Collaboration on the platform reflects open-source culture embodied by projects and organizations such as GitHub, Hugging Face, Apache Software Foundation, Mozilla, NumFOCUS, and notable research groups at Stanford University, MIT, University of Washington, University of Cambridge, and University of Toronto. Contributors include authors of seminal works associated with Transformer, BERT, ResNet, U-Net, and YOLO. The site facilitates reproducibility efforts aligned with initiatives from institutions such as the Institute of Electrical and Electronics Engineers and the Association for Computing Machinery, and is used by participants in competitions organized by Kaggle and benchmarked in workshops at NeurIPS and ICLR. Community-led curation often surfaces implementations from researchers affiliated with labs like OpenAI, DeepMind, Facebook AI Research, and universities including Columbia University and Yale University.
The platform has been cited in discussions about reproducibility, openness, and accelerated innovation within ecosystems involving NeurIPS, ICML, ICLR, ACL, and policy reviews by bodies such as the European Commission and national research councils.
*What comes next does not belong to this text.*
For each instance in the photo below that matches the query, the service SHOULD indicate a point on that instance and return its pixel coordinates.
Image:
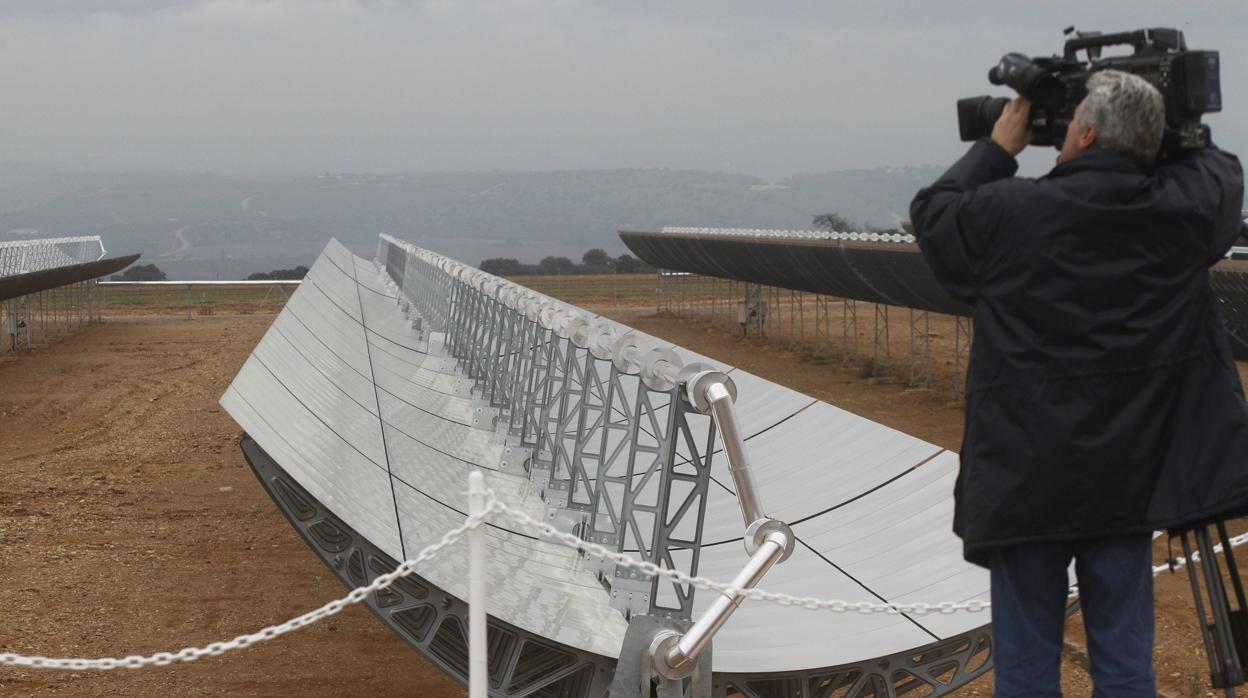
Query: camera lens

Its leaderboards and aggregated links have influenced adoption of models and codebases developed by teams at Google Research, OpenAI, DeepMind, Facebook AI Research, and Microsoft Research and have been referenced in tutorials and curricula at institutions like Stanford University, MIT, Carnegie Mellon University, and Harvard University. Reception among practitioners highlights benefits to replication and engineering productivity, while critiques from academics and policymakers reference concerns raised in venues such as NeurIPS workshops and reports by organizations like the Partnership on AI.
Support and sustainability efforts reflect partnerships and funding mechanisms similar to those used by research tools and platforms originating from collaborations between academic labs and industry groups such as Allen Institute for AI, OpenAI, Google Research, Microsoft Research, and nonprofit entities like Mozilla Foundation. Resource needs mirror those encountered by infrastructure projects in the research ecosystem funded by grants, corporate sponsorships, and pro bono contributions from engineers at GitHub, Hugging Face, Google, Microsoft, and university research groups. Governance and stewardship discussions reference models used by organizations such as the Apache Software Foundation, NumFOCUS, and the Allen Institute for AI.